After some algebra, this equation can be rearranged to Eq. (1) in Methods. Second, the mass flow rate of total carbon dioxide exiting the hemofilter or C_o × {Q_bi + (f-1)Q_s} plus the mass flow rate of total carbon dioxide via the postdilution infusion of substitution fluid or C_s × (1-f)Q_s must equal the mass flow rate of total carbon dioxide exiting the extracorporeal circuit or C_bo × Q_bi. Stated as an equation, this requires

$${\text{C}}_{{\text{i}}} \left\{ {{\text{Q}}_{{{\text{bi}}}} + \left( {1 - {\text{f}}} \right){\text{Q}}_{{\text{s}}} } \right\} + {\text{C}}_{{\text{s}}} \left( {1 - {\text{f}}} \right){\text{Q}}_{{\text{s}}} = {\text{C}}_{{{\text{bo}}}} {\text{Q}}_{{{\text{bi}}}}$$

(7)

This equation can be rearranged to Eq. (2) in Methods.

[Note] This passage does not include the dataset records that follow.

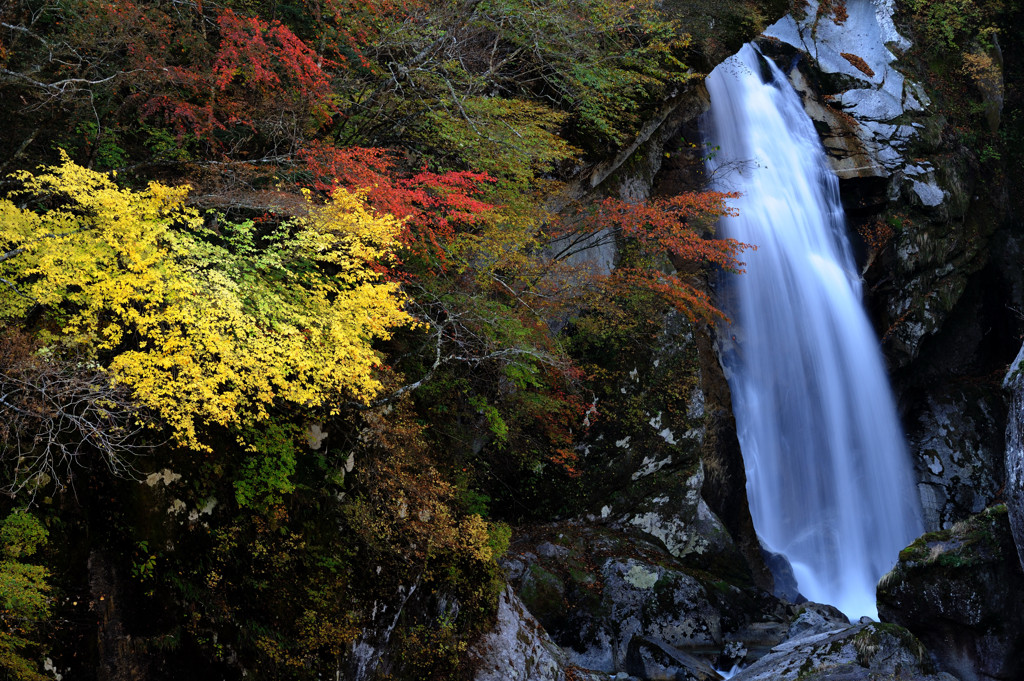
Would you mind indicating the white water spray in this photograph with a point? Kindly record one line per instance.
(828, 475)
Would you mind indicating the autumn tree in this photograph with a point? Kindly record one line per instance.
(205, 324)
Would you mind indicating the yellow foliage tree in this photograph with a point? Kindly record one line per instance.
(204, 326)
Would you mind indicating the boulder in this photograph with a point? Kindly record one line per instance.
(1015, 453)
(955, 437)
(961, 592)
(517, 648)
(620, 602)
(859, 652)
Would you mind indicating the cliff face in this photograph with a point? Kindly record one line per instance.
(935, 236)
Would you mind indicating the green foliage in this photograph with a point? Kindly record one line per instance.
(266, 475)
(22, 535)
(206, 329)
(25, 600)
(953, 24)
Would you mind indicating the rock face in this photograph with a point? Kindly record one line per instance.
(617, 602)
(961, 591)
(1015, 453)
(938, 283)
(861, 652)
(516, 649)
(956, 435)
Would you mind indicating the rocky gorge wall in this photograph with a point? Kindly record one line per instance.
(939, 249)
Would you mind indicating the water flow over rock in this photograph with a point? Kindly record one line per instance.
(828, 476)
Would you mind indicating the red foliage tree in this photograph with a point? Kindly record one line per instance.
(435, 206)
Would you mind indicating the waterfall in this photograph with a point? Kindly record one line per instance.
(828, 475)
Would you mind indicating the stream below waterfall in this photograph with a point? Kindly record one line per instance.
(828, 477)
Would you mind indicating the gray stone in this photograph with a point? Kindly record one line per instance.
(517, 648)
(654, 660)
(610, 589)
(1014, 381)
(859, 652)
(957, 453)
(961, 592)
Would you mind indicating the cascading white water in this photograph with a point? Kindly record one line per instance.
(828, 476)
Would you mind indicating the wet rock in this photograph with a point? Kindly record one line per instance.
(859, 652)
(784, 581)
(957, 449)
(961, 591)
(1015, 453)
(864, 101)
(611, 590)
(656, 661)
(814, 619)
(516, 648)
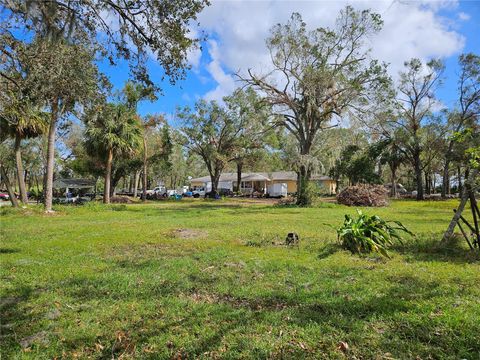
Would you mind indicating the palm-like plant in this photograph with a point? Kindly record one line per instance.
(113, 130)
(367, 234)
(21, 119)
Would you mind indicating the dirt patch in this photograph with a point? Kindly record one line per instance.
(40, 338)
(188, 233)
(240, 302)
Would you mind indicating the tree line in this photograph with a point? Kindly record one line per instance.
(326, 107)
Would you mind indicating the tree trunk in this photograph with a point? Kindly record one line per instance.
(459, 179)
(464, 198)
(20, 172)
(303, 178)
(144, 178)
(108, 176)
(445, 179)
(427, 184)
(214, 178)
(51, 158)
(393, 190)
(239, 175)
(418, 177)
(137, 180)
(11, 194)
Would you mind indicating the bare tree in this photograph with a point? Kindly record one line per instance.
(468, 109)
(318, 75)
(416, 101)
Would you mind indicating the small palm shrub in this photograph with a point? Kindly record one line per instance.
(366, 234)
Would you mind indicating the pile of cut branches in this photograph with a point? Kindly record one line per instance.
(363, 195)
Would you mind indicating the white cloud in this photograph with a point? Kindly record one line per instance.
(226, 82)
(463, 16)
(411, 29)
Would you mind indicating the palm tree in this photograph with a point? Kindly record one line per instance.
(21, 119)
(113, 130)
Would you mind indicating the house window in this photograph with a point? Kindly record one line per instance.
(246, 184)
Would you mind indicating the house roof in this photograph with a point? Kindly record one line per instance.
(74, 183)
(260, 176)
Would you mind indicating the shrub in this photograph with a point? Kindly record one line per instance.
(363, 195)
(120, 200)
(367, 234)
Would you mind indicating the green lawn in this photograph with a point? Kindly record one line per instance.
(124, 281)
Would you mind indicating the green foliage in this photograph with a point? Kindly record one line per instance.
(112, 127)
(162, 27)
(89, 276)
(358, 165)
(366, 234)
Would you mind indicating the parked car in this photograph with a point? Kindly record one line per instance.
(197, 192)
(4, 196)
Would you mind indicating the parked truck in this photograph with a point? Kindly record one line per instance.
(277, 190)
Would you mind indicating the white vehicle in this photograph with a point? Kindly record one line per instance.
(159, 190)
(171, 192)
(277, 190)
(198, 192)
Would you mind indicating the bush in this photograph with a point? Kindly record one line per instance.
(363, 195)
(367, 234)
(120, 200)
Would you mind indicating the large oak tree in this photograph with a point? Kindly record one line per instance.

To assess mass or solute transport from blood to dialysate during hemodialysis with both diffusive and convective solute transport, the following equation (in the terminology of the current work) was defined by Sargent and Gotch [11] as

$${\text{J}} = {\text{D}}\left( {{\text{C}}_{{\text{i}}} - {\text{C}}_{{\text{s}}} } \right) + {\text{Q}}_{{\text{s}}} \left( {{\text{C}}_{{\text{i}}} - \frac{{\text{D}}}{{{\text{Q}}_{{\text{i}}} }}\left( {{\text{C}}_{{\text{i}}} - {\text{C}}_{{\text{s}}} } \right)} \right)$$

(8)

where D denotes the dialysance and Q_i denotes the blood flow rate into the hemofilter. In this equation both J, the overall solute transport rate, and Q_s, the ultrafiltration rate, were defined as positive in the blood-to-dialysate direction. As in Methods, C_i and C_s denote total carbon dioxide concentrations in blood and dialysis fluid, respectively. When it is noted that J in Methods is defined as positive in the opposite or dialysate-to-blood direction, Eq. (3) is the result after some algebra if the dialysis fluid concentration is modified by the Donnan effect as suggested by Sargent et al. [12]. Mass balance during CVVHDF requires that the mass flow rate of total carbon dioxide exiting the hemofilter or C_bo × Q_bi must equal the mass flow rate into the hemofilter or C_i × Q_i plus the mass transport rate of total carbon dioxide from dialysis fluid to blood or J. Stated as an equation, this requires

$${\text{C}}_{{{\text{bo}}}} \times {\text{Q}}_{{{\text{bi}}}} = {\text{C}}_{{\text{i}}} \times {\text{Q}}_{{\text{i}}} + {\text{J}}$$

(9)

Algebraic rearrangement of this equation in conjunction with Eqs. (1) and (4) yields Eq. (5) in Methods.